3 Colorado Ski Towns Make List of Best Small Towns in America
What the six ski towns on the list have in common and how it will impact real estate
Image credit: Nick Fox/ Shutterstock.com
In U.S. News & World Report’s annual listing of the 25 best small towns in America, Colorado’s ski towns dominated, representing three of the top 15 towns. Although it is no surprise that Colorado has become a coveted destination, I was surprised to find that the six ski towns on the list all had one thing in common — aside from great snow — and that this commonality could impact real estate.
Which cities made the list?
Three Colorado resorts land in the top 15 with Telluride taking top honors as the best small town to visit in America, Steamboat as the eighth and Breckenridge coming in at fifteenth. Here’s how the six ski towns on the list ranked:
- (No. 1) Telluride, CO
- (No. 2) Jackson Hole, WY
- (No. 3) Lake Tahoe, CA/NV
- (No. 8) Steamboat Springs, CO
- (No. 11) Stowe, VT
- (No. 15) Breckenridge, CO
What do all six resorts have in common?
As I went through the list one thing immediately jumped out — all six of the resorts are either owned by Vail or Alterra or have partnered with them. This is just another indicator (among many) that ski industry is rapidly becoming a two-horse race, where resorts must either be acquired or partner with Vail or Alterra to survive.
- Telluride – partnered with Vail
- Jackson Hole – partnered Alterra
- Lake Tahoe – owned by Vail
- Steamboat Springs – owned by Alterra
- Stowe – owned by Vail
- Breckenridge – owned by Vail
What about real estate?
Having six of the destinations on the list being either owned or affiliated with Vail or Alterra further perpetuates the companies’ competition. As the same cities continue to get recognized within the national media, travelers will continue to flock to each of these locations furthering the demand in each of the respective ski towns.
More visitors and “positive” media recognition will continue to spur real estate demand in each of the top destinations. At the same time, supply is severely constrained in each of the Colorado mountain towns due to lack of land and high building costs. This will lead to continued appreciation in the top destinations.
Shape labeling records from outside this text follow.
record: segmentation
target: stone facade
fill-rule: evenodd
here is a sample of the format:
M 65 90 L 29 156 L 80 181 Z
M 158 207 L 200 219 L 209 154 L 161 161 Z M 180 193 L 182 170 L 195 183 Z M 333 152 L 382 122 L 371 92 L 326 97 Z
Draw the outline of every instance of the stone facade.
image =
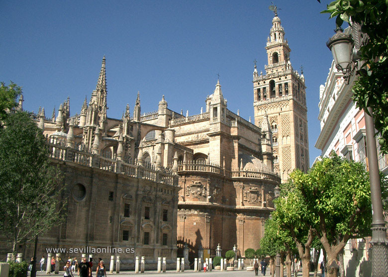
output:
M 65 174 L 64 196 L 69 196 L 66 222 L 39 238 L 39 251 L 46 247 L 134 248 L 135 253 L 120 257 L 121 268 L 127 269 L 133 268 L 136 256 L 156 267 L 158 257 L 174 263 L 184 249 L 192 262 L 202 249 L 204 258 L 215 255 L 219 244 L 223 255 L 234 245 L 241 256 L 247 248 L 259 248 L 281 182 L 278 160 L 287 156 L 290 165 L 296 165 L 296 146 L 274 144 L 278 131 L 271 124 L 278 122 L 283 134 L 288 126 L 293 137 L 297 113 L 307 134 L 303 78 L 290 66 L 282 78 L 299 84 L 301 98 L 292 98 L 290 83 L 287 100 L 280 97 L 276 105 L 297 104 L 299 113 L 291 108 L 275 113 L 272 102 L 265 106 L 267 113 L 259 112 L 262 103 L 255 101 L 252 124 L 227 109 L 218 81 L 199 114 L 171 110 L 164 96 L 157 110 L 142 114 L 138 92 L 133 116 L 127 105 L 122 117 L 114 119 L 106 114 L 104 57 L 96 89 L 79 114 L 70 115 L 68 98 L 57 116 L 54 110 L 46 118 L 44 109 L 35 115 L 53 163 Z M 261 78 L 257 71 L 255 78 Z M 285 149 L 288 156 L 280 156 Z M 98 257 L 109 261 L 110 255 Z
M 295 168 L 309 167 L 306 87 L 290 61 L 291 50 L 280 18 L 275 13 L 266 50 L 266 75 L 253 72 L 255 124 L 261 126 L 268 115 L 273 133 L 275 168 L 282 182 Z

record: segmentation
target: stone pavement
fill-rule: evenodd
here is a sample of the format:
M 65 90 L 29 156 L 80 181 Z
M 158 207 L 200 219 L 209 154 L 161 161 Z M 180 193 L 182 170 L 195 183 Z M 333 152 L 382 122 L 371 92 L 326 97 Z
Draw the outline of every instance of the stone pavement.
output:
M 47 275 L 46 274 L 45 272 L 41 273 L 39 272 L 39 271 L 36 273 L 36 276 L 39 276 L 41 277 L 43 277 L 43 276 L 50 276 L 50 275 L 55 276 L 63 276 L 63 272 L 60 272 L 59 274 L 58 275 L 55 275 L 55 274 L 51 274 L 51 275 Z M 266 276 L 270 277 L 271 276 L 271 275 L 270 274 L 269 271 L 267 271 L 267 274 L 266 275 Z M 285 277 L 286 276 L 286 271 L 285 271 L 284 273 L 284 276 Z M 96 273 L 94 273 L 93 276 L 95 277 Z M 230 276 L 231 277 L 233 276 L 250 276 L 250 277 L 254 277 L 255 276 L 255 272 L 254 271 L 247 271 L 246 270 L 236 270 L 234 271 L 220 271 L 219 270 L 213 270 L 211 272 L 206 272 L 206 273 L 204 273 L 203 272 L 194 272 L 193 270 L 186 270 L 185 271 L 185 272 L 177 272 L 176 271 L 167 271 L 167 272 L 165 273 L 158 273 L 158 272 L 156 271 L 149 271 L 145 272 L 144 273 L 142 274 L 135 274 L 134 271 L 122 271 L 120 272 L 118 274 L 116 274 L 115 273 L 114 273 L 113 274 L 109 274 L 109 273 L 107 273 L 106 274 L 107 276 L 111 276 L 112 277 L 125 277 L 126 276 L 128 276 L 128 275 L 138 275 L 139 276 L 155 276 L 156 275 L 160 275 L 162 277 L 199 277 L 200 276 L 209 276 L 209 277 L 211 277 L 212 276 L 217 276 L 217 277 L 221 277 L 221 276 Z M 313 276 L 314 274 L 313 272 L 310 273 L 310 276 Z M 300 271 L 299 272 L 299 274 L 298 274 L 298 276 L 302 276 L 302 272 Z M 263 275 L 260 273 L 260 271 L 259 272 L 259 276 L 262 277 Z M 317 275 L 318 277 L 320 277 L 320 274 L 318 273 Z M 78 275 L 77 274 L 75 274 L 74 275 L 74 277 L 78 277 Z

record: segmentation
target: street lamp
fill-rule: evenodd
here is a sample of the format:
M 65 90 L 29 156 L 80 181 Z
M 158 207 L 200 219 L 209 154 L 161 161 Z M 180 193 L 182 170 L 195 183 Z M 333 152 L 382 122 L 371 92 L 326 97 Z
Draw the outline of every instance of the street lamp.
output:
M 353 23 L 352 30 L 357 38 L 361 41 L 361 33 L 359 25 Z M 342 71 L 347 84 L 353 75 L 357 63 L 360 61 L 357 53 L 359 50 L 353 45 L 353 40 L 349 35 L 337 28 L 336 33 L 326 43 L 334 59 L 336 67 Z M 364 38 L 366 34 L 362 34 Z M 365 40 L 364 43 L 365 43 Z M 353 51 L 352 51 L 353 50 Z M 387 238 L 386 222 L 383 214 L 381 185 L 379 171 L 376 141 L 375 139 L 375 123 L 371 107 L 364 112 L 365 129 L 367 134 L 367 148 L 369 165 L 369 179 L 371 183 L 371 199 L 372 204 L 372 231 L 371 244 L 372 246 L 372 276 L 388 276 L 388 240 Z

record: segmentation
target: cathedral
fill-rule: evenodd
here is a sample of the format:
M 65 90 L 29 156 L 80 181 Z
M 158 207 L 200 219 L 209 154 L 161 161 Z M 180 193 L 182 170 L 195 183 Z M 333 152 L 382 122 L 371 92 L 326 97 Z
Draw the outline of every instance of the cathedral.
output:
M 69 98 L 50 118 L 40 108 L 35 120 L 68 200 L 66 222 L 39 238 L 38 254 L 48 247 L 134 248 L 120 256 L 132 269 L 136 256 L 191 264 L 219 245 L 223 257 L 234 247 L 241 257 L 260 248 L 279 185 L 309 166 L 304 79 L 284 35 L 275 13 L 266 75 L 256 64 L 253 72 L 254 124 L 228 109 L 219 80 L 198 114 L 169 109 L 168 95 L 144 113 L 138 92 L 132 114 L 127 105 L 122 118 L 109 118 L 105 57 L 79 114 L 70 115 Z

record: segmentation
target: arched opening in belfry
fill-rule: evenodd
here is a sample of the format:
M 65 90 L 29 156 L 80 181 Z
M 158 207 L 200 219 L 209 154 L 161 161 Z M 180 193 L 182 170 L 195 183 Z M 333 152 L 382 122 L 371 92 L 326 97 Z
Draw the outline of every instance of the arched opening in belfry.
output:
M 272 54 L 272 63 L 277 64 L 279 62 L 279 57 L 278 55 L 278 52 L 275 52 Z
M 270 98 L 275 98 L 276 97 L 276 91 L 275 90 L 275 81 L 271 80 L 270 81 Z

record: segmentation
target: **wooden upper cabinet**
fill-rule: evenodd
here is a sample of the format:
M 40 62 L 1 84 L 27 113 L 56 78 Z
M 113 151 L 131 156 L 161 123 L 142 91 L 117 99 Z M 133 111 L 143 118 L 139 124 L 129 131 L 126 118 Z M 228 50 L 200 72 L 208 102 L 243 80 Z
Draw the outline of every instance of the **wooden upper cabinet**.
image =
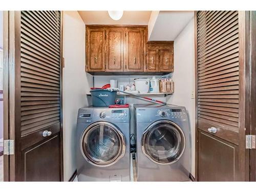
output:
M 143 29 L 127 28 L 125 31 L 125 71 L 143 71 Z
M 123 71 L 124 29 L 106 29 L 106 71 Z
M 149 41 L 146 44 L 145 71 L 174 71 L 174 42 Z
M 105 70 L 105 30 L 87 28 L 87 71 Z
M 173 72 L 173 41 L 147 42 L 146 26 L 87 25 L 86 38 L 86 71 L 93 75 Z
M 159 50 L 157 49 L 146 49 L 146 70 L 148 72 L 159 71 Z
M 160 71 L 173 72 L 173 48 L 160 50 Z

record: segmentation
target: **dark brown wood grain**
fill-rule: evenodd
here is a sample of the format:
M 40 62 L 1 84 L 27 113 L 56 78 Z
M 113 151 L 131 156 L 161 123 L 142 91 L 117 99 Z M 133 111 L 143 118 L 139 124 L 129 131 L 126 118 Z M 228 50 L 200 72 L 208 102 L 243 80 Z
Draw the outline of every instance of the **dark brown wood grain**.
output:
M 250 11 L 251 61 L 250 115 L 248 121 L 250 134 L 256 135 L 256 11 Z M 250 151 L 250 181 L 256 181 L 256 150 Z
M 198 181 L 248 180 L 245 13 L 195 12 Z M 216 127 L 217 132 L 209 133 L 211 127 Z
M 15 140 L 15 155 L 5 159 L 9 162 L 5 180 L 62 180 L 62 13 L 6 15 L 9 32 L 5 55 L 9 57 L 5 59 L 9 75 L 4 82 L 9 106 L 5 130 L 7 139 Z M 52 134 L 42 137 L 44 131 Z

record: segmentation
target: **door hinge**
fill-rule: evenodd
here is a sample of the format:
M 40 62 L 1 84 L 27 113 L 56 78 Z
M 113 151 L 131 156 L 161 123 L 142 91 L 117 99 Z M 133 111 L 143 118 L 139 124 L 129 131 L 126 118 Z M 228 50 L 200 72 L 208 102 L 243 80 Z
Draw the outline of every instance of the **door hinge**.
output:
M 253 135 L 245 136 L 245 148 L 256 148 L 256 136 Z
M 14 140 L 4 140 L 4 155 L 14 155 Z

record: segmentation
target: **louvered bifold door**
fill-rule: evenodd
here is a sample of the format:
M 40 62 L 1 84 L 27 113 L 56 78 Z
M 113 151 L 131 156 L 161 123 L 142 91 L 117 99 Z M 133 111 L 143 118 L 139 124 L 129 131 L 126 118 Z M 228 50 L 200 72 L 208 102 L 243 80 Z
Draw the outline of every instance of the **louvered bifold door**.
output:
M 60 14 L 22 11 L 22 135 L 60 124 Z
M 15 63 L 19 83 L 15 102 L 20 104 L 15 108 L 15 135 L 20 140 L 15 138 L 15 180 L 60 181 L 61 13 L 27 11 L 15 14 L 19 48 L 15 57 L 20 63 Z
M 197 16 L 199 179 L 234 180 L 242 110 L 239 13 L 199 11 Z

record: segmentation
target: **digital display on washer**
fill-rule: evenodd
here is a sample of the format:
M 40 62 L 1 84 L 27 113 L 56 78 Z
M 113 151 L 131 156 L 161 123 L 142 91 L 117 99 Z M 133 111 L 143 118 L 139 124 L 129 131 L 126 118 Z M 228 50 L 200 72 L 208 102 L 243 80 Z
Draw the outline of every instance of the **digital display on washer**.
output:
M 171 112 L 181 112 L 181 109 L 172 109 L 170 110 Z
M 112 110 L 112 113 L 123 113 L 123 110 Z

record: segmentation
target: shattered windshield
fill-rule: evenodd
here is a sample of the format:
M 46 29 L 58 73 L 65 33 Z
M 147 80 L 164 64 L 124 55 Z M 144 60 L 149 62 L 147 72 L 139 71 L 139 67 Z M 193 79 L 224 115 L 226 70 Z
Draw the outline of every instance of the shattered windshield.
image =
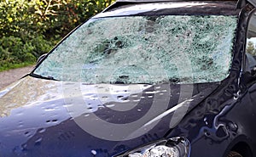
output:
M 88 84 L 219 81 L 230 69 L 236 20 L 224 15 L 91 20 L 34 74 Z

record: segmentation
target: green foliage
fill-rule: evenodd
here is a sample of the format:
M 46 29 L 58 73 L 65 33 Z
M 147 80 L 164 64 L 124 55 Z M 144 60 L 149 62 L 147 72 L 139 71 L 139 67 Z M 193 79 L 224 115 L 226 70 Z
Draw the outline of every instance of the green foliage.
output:
M 78 25 L 113 0 L 3 0 L 0 69 L 35 63 Z

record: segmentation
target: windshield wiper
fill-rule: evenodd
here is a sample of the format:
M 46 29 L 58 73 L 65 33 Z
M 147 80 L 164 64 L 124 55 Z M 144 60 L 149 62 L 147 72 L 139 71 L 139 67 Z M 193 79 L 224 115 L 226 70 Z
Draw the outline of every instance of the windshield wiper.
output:
M 40 79 L 58 81 L 58 80 L 55 79 L 54 77 L 52 77 L 52 76 L 47 76 L 46 77 L 46 76 L 43 76 L 34 74 L 34 73 L 31 73 L 31 74 L 29 74 L 29 76 L 32 76 L 32 77 L 36 77 L 36 78 L 40 78 Z

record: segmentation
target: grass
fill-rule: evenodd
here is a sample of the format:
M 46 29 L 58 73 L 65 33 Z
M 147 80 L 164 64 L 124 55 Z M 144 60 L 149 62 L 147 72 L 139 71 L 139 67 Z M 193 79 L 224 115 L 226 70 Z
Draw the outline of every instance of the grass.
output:
M 4 70 L 9 70 L 12 69 L 16 69 L 16 68 L 22 68 L 26 66 L 30 66 L 35 64 L 34 62 L 23 62 L 20 64 L 8 64 L 0 66 L 0 72 L 4 71 Z

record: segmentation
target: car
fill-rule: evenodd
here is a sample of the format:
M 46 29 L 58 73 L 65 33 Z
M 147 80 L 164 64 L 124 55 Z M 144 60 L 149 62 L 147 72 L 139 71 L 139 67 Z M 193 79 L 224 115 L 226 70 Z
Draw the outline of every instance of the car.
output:
M 0 156 L 256 156 L 255 7 L 118 0 L 1 90 Z

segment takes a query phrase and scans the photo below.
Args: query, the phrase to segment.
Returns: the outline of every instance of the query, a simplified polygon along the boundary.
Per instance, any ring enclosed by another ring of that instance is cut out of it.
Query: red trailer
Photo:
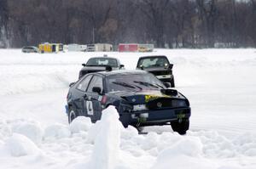
[[[137,43],[119,43],[119,52],[137,52],[138,44]]]

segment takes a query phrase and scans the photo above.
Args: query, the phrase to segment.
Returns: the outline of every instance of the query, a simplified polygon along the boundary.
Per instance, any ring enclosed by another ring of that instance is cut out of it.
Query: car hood
[[[166,71],[166,70],[170,70],[170,69],[165,68],[165,67],[152,67],[152,68],[143,68],[143,70],[146,70],[146,71]]]
[[[177,92],[174,89],[171,89]],[[160,92],[160,90],[145,90],[140,92],[126,92],[126,91],[118,91],[111,92],[108,94],[113,94],[122,99],[125,99],[127,102],[132,104],[145,104],[149,101],[159,99],[185,99],[185,98],[179,93],[177,93],[176,95],[167,95]]]
[[[112,70],[118,70],[117,67],[112,67]],[[84,66],[81,69],[81,70],[98,70],[104,71],[106,70],[106,66]]]

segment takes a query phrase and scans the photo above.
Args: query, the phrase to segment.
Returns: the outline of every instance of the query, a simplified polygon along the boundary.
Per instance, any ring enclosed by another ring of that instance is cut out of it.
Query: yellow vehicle
[[[58,53],[63,51],[63,44],[61,43],[41,43],[39,44],[40,53]]]

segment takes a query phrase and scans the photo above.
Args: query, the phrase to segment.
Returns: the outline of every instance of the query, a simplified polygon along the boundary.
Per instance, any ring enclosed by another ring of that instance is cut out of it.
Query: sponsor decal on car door
[[[86,101],[86,110],[88,115],[93,115],[92,101]]]

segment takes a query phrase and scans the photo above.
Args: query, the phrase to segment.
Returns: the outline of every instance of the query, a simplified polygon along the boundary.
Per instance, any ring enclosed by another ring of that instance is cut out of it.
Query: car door
[[[79,112],[79,115],[87,115],[87,110],[86,110],[86,103],[85,103],[85,98],[86,95],[86,90],[89,85],[90,81],[91,80],[92,75],[86,76],[84,79],[81,80],[80,82],[76,87],[76,93],[75,93],[75,99],[73,100],[73,103],[75,104],[75,106],[77,108],[77,111]]]
[[[92,121],[100,120],[102,117],[101,101],[102,96],[92,91],[92,88],[94,87],[100,87],[102,93],[103,90],[102,76],[98,75],[93,76],[86,91],[86,98],[85,98],[86,110],[88,115],[90,116]]]

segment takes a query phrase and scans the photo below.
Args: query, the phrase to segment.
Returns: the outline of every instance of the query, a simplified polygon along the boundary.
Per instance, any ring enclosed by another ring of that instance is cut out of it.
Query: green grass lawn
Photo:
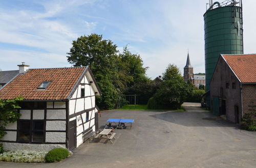
[[[121,110],[173,110],[174,109],[148,109],[147,108],[147,105],[146,104],[136,104],[136,105],[134,105],[134,104],[128,104],[126,105],[124,105],[121,108],[118,108],[117,109],[121,109]],[[185,111],[185,108],[181,106],[180,109],[175,110],[176,111]]]

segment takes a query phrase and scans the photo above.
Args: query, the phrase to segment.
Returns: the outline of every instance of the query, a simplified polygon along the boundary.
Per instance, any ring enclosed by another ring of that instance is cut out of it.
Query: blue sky
[[[222,1],[220,1],[222,2]],[[169,63],[183,73],[187,49],[194,73],[204,72],[204,22],[207,0],[61,0],[0,1],[0,69],[70,67],[72,40],[102,34],[122,51],[128,45],[161,75]],[[244,52],[256,53],[253,7],[243,1]]]

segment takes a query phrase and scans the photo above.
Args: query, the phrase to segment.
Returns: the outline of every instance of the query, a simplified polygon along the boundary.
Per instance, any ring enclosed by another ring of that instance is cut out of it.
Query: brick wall
[[[250,105],[256,105],[256,84],[242,85],[243,108],[244,114],[250,112]],[[254,103],[252,103],[254,102]]]
[[[227,120],[232,122],[236,122],[234,109],[235,106],[238,106],[241,121],[242,102],[240,82],[222,57],[220,58],[217,63],[210,83],[210,90],[211,103],[213,97],[219,98],[220,107],[221,107],[221,101],[225,101],[226,116]],[[211,104],[211,110],[212,105]]]

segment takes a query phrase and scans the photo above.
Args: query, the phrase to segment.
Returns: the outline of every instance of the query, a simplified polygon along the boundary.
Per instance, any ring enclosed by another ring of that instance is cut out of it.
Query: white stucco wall
[[[47,131],[65,131],[66,130],[65,121],[47,121]]]
[[[13,123],[9,123],[5,126],[6,129],[17,129],[17,122],[15,121]]]
[[[69,115],[75,113],[76,100],[70,100],[69,101]]]
[[[65,144],[32,144],[14,143],[1,143],[4,149],[7,151],[31,150],[35,151],[47,151],[55,148],[66,148]]]
[[[6,131],[7,133],[1,139],[3,141],[16,141],[17,138],[16,131]]]
[[[21,109],[19,110],[19,113],[22,116],[19,117],[20,119],[23,120],[30,120],[31,110],[30,109]]]
[[[86,109],[92,108],[91,97],[86,98],[84,102],[86,104]]]
[[[46,142],[65,143],[66,132],[46,132]]]
[[[33,120],[44,120],[45,118],[45,110],[33,110]]]
[[[86,85],[84,86],[84,90],[86,91],[86,94],[85,94],[85,96],[91,96],[91,93],[90,92],[90,85]]]
[[[54,102],[54,108],[66,108],[66,102],[55,101]]]
[[[76,99],[76,113],[82,111],[84,109],[83,105],[84,99],[84,98]]]
[[[47,108],[53,108],[53,102],[51,101],[46,102],[46,107]]]
[[[66,109],[48,109],[47,119],[66,119]]]

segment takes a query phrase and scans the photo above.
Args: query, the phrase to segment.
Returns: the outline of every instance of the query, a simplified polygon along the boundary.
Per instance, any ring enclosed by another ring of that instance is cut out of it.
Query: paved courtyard
[[[114,144],[86,142],[55,163],[0,162],[2,167],[255,167],[256,132],[184,104],[186,111],[109,110],[99,118],[133,119],[132,129],[115,130]]]

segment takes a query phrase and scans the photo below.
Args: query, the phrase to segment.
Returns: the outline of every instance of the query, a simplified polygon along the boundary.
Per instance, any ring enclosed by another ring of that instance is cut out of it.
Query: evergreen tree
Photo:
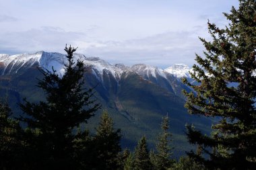
[[[256,167],[256,1],[239,2],[238,9],[224,13],[228,26],[208,22],[212,40],[200,38],[205,57],[196,56],[198,65],[191,73],[199,85],[183,80],[195,91],[184,91],[189,112],[219,120],[211,136],[188,126],[189,142],[201,146],[210,159],[193,152],[189,155],[212,169]]]
[[[86,123],[100,107],[92,98],[92,89],[85,89],[83,62],[73,61],[76,48],[66,46],[65,50],[67,62],[62,77],[54,68],[51,71],[39,69],[44,78],[38,87],[44,91],[46,101],[32,103],[25,100],[20,104],[24,113],[21,120],[28,124],[33,168],[75,168],[73,130]]]
[[[134,169],[134,155],[129,153],[128,157],[124,160],[123,170],[133,170]]]
[[[198,164],[195,160],[189,157],[181,157],[179,162],[174,165],[174,167],[170,170],[206,170],[201,165]]]
[[[112,118],[106,110],[104,110],[93,140],[97,157],[94,167],[97,169],[118,169],[120,165],[118,156],[121,151],[121,130],[115,130]]]
[[[134,153],[134,169],[152,169],[150,154],[148,149],[147,141],[143,136],[138,142]]]
[[[0,169],[21,169],[23,146],[22,129],[18,120],[11,118],[11,112],[7,103],[0,103]]]
[[[171,134],[169,130],[169,118],[168,116],[163,118],[161,124],[162,133],[158,137],[156,144],[156,153],[152,154],[154,159],[154,167],[158,170],[164,170],[170,168],[173,163],[170,157],[172,154],[172,148],[170,146],[171,142]]]

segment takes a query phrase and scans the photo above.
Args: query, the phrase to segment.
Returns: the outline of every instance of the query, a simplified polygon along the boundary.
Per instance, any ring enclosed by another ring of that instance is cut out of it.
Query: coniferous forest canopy
[[[189,114],[216,120],[207,134],[184,124],[192,148],[187,155],[173,155],[172,113],[163,116],[155,146],[141,134],[133,150],[121,147],[122,129],[97,99],[96,86],[85,87],[86,66],[74,59],[77,48],[66,45],[62,76],[54,67],[38,68],[36,88],[45,98],[21,101],[23,114],[16,116],[8,96],[1,96],[1,169],[255,169],[256,1],[239,3],[224,13],[226,27],[208,21],[212,39],[199,38],[203,55],[196,54],[190,73],[197,83],[183,79],[192,89],[183,91]],[[98,125],[89,130],[99,112]]]

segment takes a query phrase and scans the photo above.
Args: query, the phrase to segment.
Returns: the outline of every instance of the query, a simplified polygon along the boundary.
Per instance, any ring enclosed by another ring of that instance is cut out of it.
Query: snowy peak
[[[34,54],[22,54],[17,55],[0,54],[0,63],[2,75],[17,73],[23,67],[30,67],[35,63],[38,63],[42,52]]]
[[[74,62],[84,61],[86,66],[92,69],[93,73],[102,79],[104,73],[112,74],[115,79],[119,79],[123,69],[111,65],[98,57],[88,57],[81,54],[74,53]],[[67,59],[65,54],[58,52],[40,51],[34,54],[8,55],[0,54],[0,67],[2,75],[17,73],[22,67],[30,68],[34,64],[44,69],[52,71],[53,67],[60,76],[63,75],[65,63]]]
[[[164,69],[164,71],[173,75],[174,76],[178,78],[190,78],[190,75],[189,72],[191,70],[191,69],[187,65],[183,64],[176,64]]]
[[[150,78],[150,76],[156,79],[157,79],[158,76],[161,76],[166,78],[166,75],[164,70],[148,65],[135,65],[131,67],[131,70],[148,79]]]
[[[94,75],[100,79],[102,79],[102,75],[104,73],[106,73],[111,74],[117,80],[120,79],[121,74],[123,73],[121,68],[113,66],[98,57],[85,58],[84,62],[86,66],[93,69]]]
[[[74,61],[84,61],[86,66],[99,79],[103,80],[103,75],[112,75],[117,81],[121,79],[124,73],[135,73],[145,79],[157,80],[160,77],[167,79],[170,74],[174,77],[189,78],[190,68],[185,65],[177,64],[164,70],[156,67],[138,64],[131,67],[123,64],[110,65],[98,57],[86,57],[84,55],[74,53]],[[29,68],[36,64],[43,69],[52,71],[53,67],[60,76],[64,74],[64,64],[67,62],[65,54],[57,52],[40,51],[34,54],[22,54],[17,55],[0,54],[0,68],[2,75],[17,73],[20,69]],[[162,79],[161,78],[161,79]]]

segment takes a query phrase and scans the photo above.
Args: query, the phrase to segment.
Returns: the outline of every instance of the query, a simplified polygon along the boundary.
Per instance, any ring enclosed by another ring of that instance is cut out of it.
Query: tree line
[[[196,55],[192,78],[183,79],[193,89],[184,91],[190,114],[216,118],[210,135],[187,126],[189,142],[196,151],[172,158],[168,118],[163,118],[156,144],[150,151],[146,136],[134,152],[122,151],[121,130],[104,111],[92,134],[82,124],[100,105],[92,89],[84,89],[84,65],[74,61],[76,48],[65,48],[67,63],[62,77],[40,69],[38,87],[45,101],[20,104],[24,112],[11,118],[7,103],[0,105],[0,167],[2,169],[255,169],[256,167],[256,1],[239,0],[229,24],[220,28],[208,22],[212,41],[200,38],[205,50]],[[20,123],[26,124],[26,128]]]

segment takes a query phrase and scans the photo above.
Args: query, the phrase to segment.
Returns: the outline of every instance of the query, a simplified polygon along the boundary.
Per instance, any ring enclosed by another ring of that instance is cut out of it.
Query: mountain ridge
[[[110,71],[117,79],[125,71],[134,71],[143,76],[145,76],[145,73],[146,73],[148,77],[149,77],[150,74],[154,77],[156,77],[156,74],[158,74],[162,77],[166,77],[166,74],[171,74],[178,78],[182,77],[189,77],[188,73],[189,68],[185,65],[182,65],[184,66],[184,69],[176,67],[177,65],[181,65],[181,64],[176,64],[166,69],[162,69],[145,64],[135,64],[131,67],[126,66],[123,64],[110,65],[98,57],[86,57],[84,54],[78,53],[74,54],[74,56],[75,61],[77,59],[82,60],[86,65],[93,66],[93,68],[100,72],[99,73],[100,74],[102,74],[104,70]],[[32,66],[37,62],[40,67],[48,70],[51,70],[53,66],[55,70],[61,75],[63,74],[63,70],[61,69],[63,68],[60,67],[61,67],[61,65],[63,66],[64,65],[65,60],[65,54],[58,52],[39,51],[33,54],[24,53],[15,55],[0,54],[0,62],[2,67],[3,65],[3,67],[5,67],[3,72],[1,73],[2,75],[10,73],[13,67],[14,71],[16,72],[26,64]],[[15,68],[15,67],[18,68]],[[141,68],[143,68],[143,70],[141,70]],[[178,68],[179,69],[176,69],[175,68]],[[6,69],[7,69],[9,72],[5,72]]]

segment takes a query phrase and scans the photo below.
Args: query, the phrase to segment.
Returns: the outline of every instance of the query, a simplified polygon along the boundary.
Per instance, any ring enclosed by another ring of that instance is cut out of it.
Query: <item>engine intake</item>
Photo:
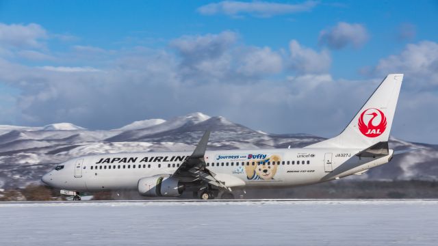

The continued success of peak destination ski resorts (such as Telluride, Steamboat Springs and Breckenridge), will force resorts into either being acquired by or partnering with Vail or Alterra to stay relevant in today’s ski environment. The resorts that don’t get on one of the two major horses will have a tough time staying afloat.
This list further highlights the strength of the two major players in the resort industry. When looking to invest in mountain real estate (whether in Colorado or elsewhere) you should focus on resorts that have already partnered with or are owned by Vail or Alterra. This will limit your downside risk as both companies are very well capitalized and will continue to invest and maintain the resorts even in a downturn.